Après un long litige avec la Securities and Exchange Commission (SEC) des États-Unis, Ripple continue d'étendre ses activités et de croître grâce à de nouveaux partenariats et acquisitions. La question de savoir si la société sera introduite en bourse à l'avenir reste ouverte.
Ripple va-t-elle entrer en bourse ?
Bien que l'incertitude sur ce point persiste, les dernières déclarations sont venues du PDG de Ripple, Brad Garlinghouse.

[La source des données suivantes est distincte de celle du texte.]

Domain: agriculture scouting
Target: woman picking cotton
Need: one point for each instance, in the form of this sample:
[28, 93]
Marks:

S'exprimant lors du Symposium sur la Blockchain du Wyoming en 2026, le PDG de Ripple Brad Garlinghouse a déclaré qu'il adoptait une position neutre concernant la possibilité d'une introduction en bourse (IPO).

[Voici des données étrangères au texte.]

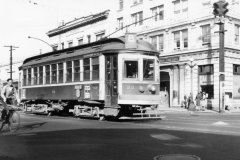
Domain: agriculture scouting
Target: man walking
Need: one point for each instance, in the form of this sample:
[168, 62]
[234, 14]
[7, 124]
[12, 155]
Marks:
[8, 96]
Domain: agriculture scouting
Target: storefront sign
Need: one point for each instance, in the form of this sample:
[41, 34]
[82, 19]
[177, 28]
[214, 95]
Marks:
[87, 94]
[205, 79]
[170, 59]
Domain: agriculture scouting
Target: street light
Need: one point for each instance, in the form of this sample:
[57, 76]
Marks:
[191, 65]
[42, 41]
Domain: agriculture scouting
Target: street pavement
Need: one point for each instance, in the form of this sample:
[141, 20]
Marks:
[209, 136]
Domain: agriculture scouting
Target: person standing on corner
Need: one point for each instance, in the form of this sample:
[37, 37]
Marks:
[8, 96]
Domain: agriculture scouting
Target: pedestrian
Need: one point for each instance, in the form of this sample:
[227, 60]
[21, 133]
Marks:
[227, 105]
[198, 100]
[191, 105]
[9, 96]
[203, 101]
[185, 102]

Garlinghouse, soulignant que la décision finale concernant une IPO n'avait pas encore été prise, a déclaré que Ripple était heureuse de rester une société privée. Cela est dû au fait que l'entreprise est en position de force et n'a pas besoin de lever des fonds via une IPO.
Cependant, l'utilisation par Garlinghouse de l'expression "plus neutre" concernant l'IPO suggère qu'il n'exclut plus définitivement la possibilité qu'une entrée de Ripple en bourse.

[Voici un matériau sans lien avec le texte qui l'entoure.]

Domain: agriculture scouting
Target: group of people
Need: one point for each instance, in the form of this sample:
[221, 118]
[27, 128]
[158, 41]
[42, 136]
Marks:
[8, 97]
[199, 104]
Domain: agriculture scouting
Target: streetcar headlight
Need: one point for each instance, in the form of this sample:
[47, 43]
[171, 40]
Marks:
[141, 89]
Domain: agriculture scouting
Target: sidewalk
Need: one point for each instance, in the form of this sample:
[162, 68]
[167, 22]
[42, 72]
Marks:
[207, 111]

Garlinghouse a également noté qu'au cours des deux dernières années, Ripple avait procédé à des rachats d'actions par les actionnaires pour environ 3 milliards de dollars et avait récemment réalisé des acquisitions pour environ 2,5 milliards de dollars.
La PDG de Ripple, Monica Long, avait déclaré plus tôt cette année : « Ripple dispose déjà de suffisamment d'opportunités d'investissement pour faire croître l'entreprise, donc une IPO n'est pas nécessaire. »
Le 15 septembre sera un jour décisif pour l'adoption de la Loi sur la Clarté !
Alors que le PDG de Ripple parlait d'entrée en bourse, le directeur des investissements de Ripple, Stuart Alderoty, a fait d'importantes déclarations concernant l'avenir d'une loi américaine cruciale sur les cryptomonnaies, la loi CLARITY.
S'exprimant lors du Symposium sur la Blockchain du Wyoming en 2026, le juriste en chef de Ripple a déclaré que le 15 septembre marquerait une étape importante pour la Loi sur la Clarté. Selon Alderoty, le vote procédural initial au Sénat déterminera si le projet de loi progressera davantage au Congrès.
Alderoty a déclaré qu'il existe toujours une voie réelle au Congrès pour l'adoption de la loi CLARITY, et a attiré l'attention sur le vote au Sénat prévu le 15 septembre.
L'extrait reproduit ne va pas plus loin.